Before you can start the process, you’ll undergo testing to determine if you’re a match. Pre-donation testing may include:
- Physical exam
- Chest X-ray
- Cancer screening
- Urine testing
To be a match, you need to have a compatible:
- Blood type — If you have type O blood, you can give to anyone regardless of their blood type (O, A, B or AB). If you have type A, B or AB blood, you can give to someone with the same blood group or someone with blood type AB. Recipients with type AB blood can get a kidney from all blood types.
- Tissue type — During this blood test, the transplant team will check your genetic makeup to see how similar it is to the recipient’s. If it’s similar enough, you’ll be considered a match.
- Cross-matching — During this test, cells from your blood will be mixed with serum from the recipient. After mixing the two samples, a technician will check to see how the recipient’s antibodies react to yours. This determines how well a recipient’s body will react to your donor kidney.
If you’re a match, you can begin the transplant process. If you’re not a match, you can donate to someone else on the kidney transplant waiting list.
Myth #3: Donors have to stay in the hospital for a long time
After donating a kidney, you may only have to stay in the hospital overnight. Most donors stay in the hospital 1-2 days. However, before you can go home, you’ll need to be able to eat, urinate and walk around without too much discomfort.
We use local anesthesia and a combination of non-addicting pain medications after surgery. All so you can more comfortably move around and go home as quickly as possible.
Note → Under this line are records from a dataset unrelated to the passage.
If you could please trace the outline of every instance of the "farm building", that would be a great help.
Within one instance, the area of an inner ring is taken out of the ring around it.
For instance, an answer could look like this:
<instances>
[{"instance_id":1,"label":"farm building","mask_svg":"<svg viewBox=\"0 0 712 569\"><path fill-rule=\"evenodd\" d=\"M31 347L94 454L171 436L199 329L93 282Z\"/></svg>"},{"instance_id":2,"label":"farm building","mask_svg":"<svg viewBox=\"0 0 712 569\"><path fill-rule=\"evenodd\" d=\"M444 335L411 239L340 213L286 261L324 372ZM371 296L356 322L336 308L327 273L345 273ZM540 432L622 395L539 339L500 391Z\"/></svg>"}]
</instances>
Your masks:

After you leave the hospital, your doctor may recommend a few temporary restrictions. These may include:
- Not lifting anything over 10 pounds
- Limiting strenuous activity like exercise
- Avoiding or limiting driving
Your healthcare provider will work with you to develop a customized aftercare plan.
Myth #4: You’ll need long-term medical care after donating a kidney
After a short recovery, you continue on with life normally and do the things you did before without restrictions or medications. Your transplant team will monitor you for up to two years after your donation. This helps them identify any potential changes in your kidney function and overall health.
Myth #5: Donating a kidney is expensive
All medical costs associated with donation, from your initial workup to care after the transplant, will be covered by the recipient’s insurance. You can discuss costs before the procedure with your transplant team, too.
A living donor assistance program is available to help with costs related to travel and lost wages. The Family Medical Leave Act (FMLA) covers living donation. Ask your doctor for more information.
How to become a kidney donor
The decision to donate a kidney is a personal one. That’s why, if you’re considering live kidney donation, you’ll have an entire team to support you.
If you’d like to become a living kidney donor, start by talking to your healthcare provider. They can help you decide if kidney donation is right for you.